(à Canette)
Elle l'a trouvé beau tout de suite. Grand garçon à la force tranquille.
D'une beauté simple. Sa manière de se placer dans l'espace. De choisir ses mots. De rester posé et serein dans le brasse-camarade. Ils se connaissaient depuis peu mais il l'avait tout de suite appelé Roxy, diminutif de son prénom, Roxanne, liberté qu'elle laissait généralement à ses amis intimes.
Elle s'était surprise à trouver cette attention agréable.
La contestation étudiante battait son plein. Ils avaient pris part ensemble à plusieurs marches contre la hausse des frais de scolarité. Sa faculté à lui était en grève, pas celle de Roxanne. De jour, elle prenait part aux esclandres des étudiants. De loin. Aux côtés de quelques amis. Dont lui. L'ami d'un ami d'une amie. Dès qu'on sentait l'odeur de la matraque, on se poussait. Ça pouvait être des raids de 15 minutes comme ça pouvait être des marches de trois heures. Jamais ils n'avaient été inquiétés par la brutalité policière ou encore par une potentielle arrestation arbitraire. Ça ne semblait que se passer à la télévision ces choses-là. Pour justifier la présence de l'hélicoptère TVA dans le ciel de Montréal.
De jour, elle était figurante dans les manifestations avec lui (comme Jean Charest les voudrait figurants dans leurs vies à eux) et en soirée, elle poursuivait ses études, en criminologie. Sa faculté avait voté contre la grève et elle s'en réjouissait car ceci ne retarderait pas son parcours scolaire. De plus, son emploi au Camp de Vacances Boute en Train en juillet ne serait pas affecté par la suspension des cours. Tout allait bien pour Roxy.
Sauf en amour.
Jeune fille simple. Jolie, d'une beauté simple elle aussi. Qui créait un impact visuel aux formes enviables dans un groupe.
Bien que timide, elle savait faire sentir sa présence. Par contre la vie à deux ne semblait pas s'imposer dans sa vie.
Lui, sans attaches amoureuses apparentes, lui avait dit qu'elle lui faisait penser à Scarlet Johansson. Il y a pire comme comparaison. Elle avait rougi. Convaincue que ceci voulait dire qu'il la trouvait belle et désirable. Ensemble, ils avaient beaucoup parlé de participer à la marche des étudiant nus. Ils en avait parlé pendant deux jours pour mieux se trouver des excuses pour ne pas y être au bout du compte. La pudeur de part et d'autre.
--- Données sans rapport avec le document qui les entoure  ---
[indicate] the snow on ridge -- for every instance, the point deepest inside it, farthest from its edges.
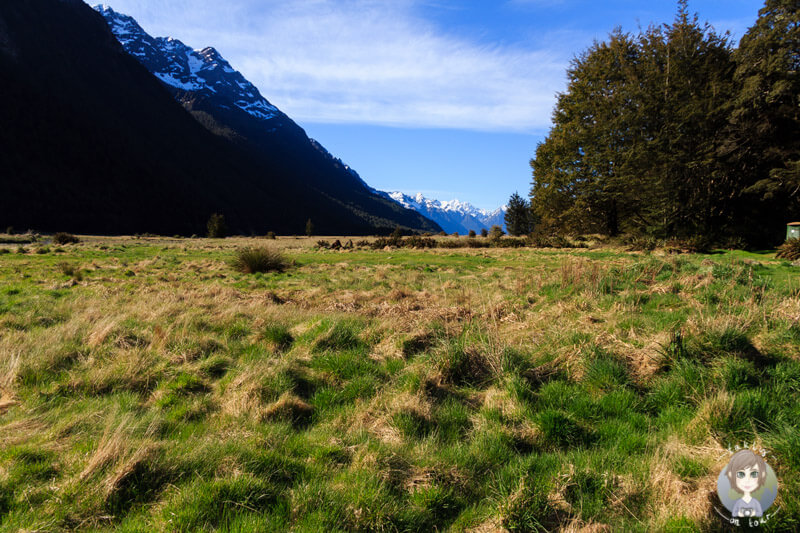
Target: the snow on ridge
(452, 215)
(183, 68)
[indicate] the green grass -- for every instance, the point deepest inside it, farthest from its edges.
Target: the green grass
(147, 384)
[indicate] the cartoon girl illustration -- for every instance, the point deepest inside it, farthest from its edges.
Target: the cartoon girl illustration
(746, 472)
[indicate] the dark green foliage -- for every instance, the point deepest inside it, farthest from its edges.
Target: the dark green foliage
(672, 134)
(342, 336)
(496, 232)
(561, 431)
(763, 140)
(518, 216)
(217, 228)
(789, 250)
(65, 238)
(251, 260)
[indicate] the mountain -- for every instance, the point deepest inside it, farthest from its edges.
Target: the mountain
(229, 105)
(92, 142)
(452, 216)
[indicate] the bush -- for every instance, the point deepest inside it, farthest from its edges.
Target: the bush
(65, 238)
(252, 260)
(217, 228)
(789, 250)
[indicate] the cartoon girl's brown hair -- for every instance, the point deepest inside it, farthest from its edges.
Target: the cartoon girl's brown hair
(746, 459)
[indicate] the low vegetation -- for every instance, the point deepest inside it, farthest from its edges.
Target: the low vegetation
(789, 250)
(252, 260)
(484, 389)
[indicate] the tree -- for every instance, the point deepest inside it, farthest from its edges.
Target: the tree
(496, 232)
(217, 228)
(634, 136)
(518, 216)
(763, 140)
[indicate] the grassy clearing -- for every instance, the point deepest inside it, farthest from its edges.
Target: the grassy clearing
(146, 384)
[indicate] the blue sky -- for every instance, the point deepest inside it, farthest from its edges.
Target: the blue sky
(445, 97)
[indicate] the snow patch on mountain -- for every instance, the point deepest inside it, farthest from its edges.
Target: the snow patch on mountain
(452, 215)
(183, 68)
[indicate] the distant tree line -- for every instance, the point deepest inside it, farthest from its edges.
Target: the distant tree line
(674, 132)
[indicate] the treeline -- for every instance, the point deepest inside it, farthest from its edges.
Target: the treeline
(674, 132)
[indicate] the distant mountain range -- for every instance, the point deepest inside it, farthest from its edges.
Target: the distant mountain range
(452, 216)
(122, 133)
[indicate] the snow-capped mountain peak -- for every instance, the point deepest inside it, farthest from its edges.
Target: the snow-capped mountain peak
(452, 215)
(203, 71)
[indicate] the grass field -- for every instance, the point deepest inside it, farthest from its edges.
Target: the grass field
(146, 385)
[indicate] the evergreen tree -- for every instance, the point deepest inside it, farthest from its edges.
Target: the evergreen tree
(763, 142)
(496, 232)
(634, 137)
(518, 215)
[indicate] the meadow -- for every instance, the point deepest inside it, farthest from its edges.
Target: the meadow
(147, 385)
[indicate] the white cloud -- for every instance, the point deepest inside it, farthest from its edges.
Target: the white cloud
(366, 61)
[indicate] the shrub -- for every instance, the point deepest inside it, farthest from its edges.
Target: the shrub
(217, 228)
(65, 238)
(252, 260)
(789, 250)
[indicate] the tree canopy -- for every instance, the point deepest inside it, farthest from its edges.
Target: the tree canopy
(675, 133)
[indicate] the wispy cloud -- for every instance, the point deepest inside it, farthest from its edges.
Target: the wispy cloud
(367, 61)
Il semblait d'ailleurs quelques fois plus réservé qu'elle, presque plus timide. Avec les gars, il était dynamique, enjoué, verbomoteur, comique mais avec elle, il semblait intimidé. Quand il riait, il s'obligeait à freiner son rire rapidement. Comme si rire était un luxe qu'il ne pouvait pas se permettre en sa présence. Elle lui avait dit quelques fois qu'elle le trouvait drôle. Dernièrement elle lui avait aussi dit qu'elle le trouvait très drôle. Toutes les fois cela voulait plutôt dire qu'elle voulait bien de lui dans sa vie. Pas juste dans la rue à ses côtés. Ailleurs aussi, peut-être, si il le voulait bien. Rire avec lui. Plus souvent. Mais il semblait sur ses gardes. Sur la défensive.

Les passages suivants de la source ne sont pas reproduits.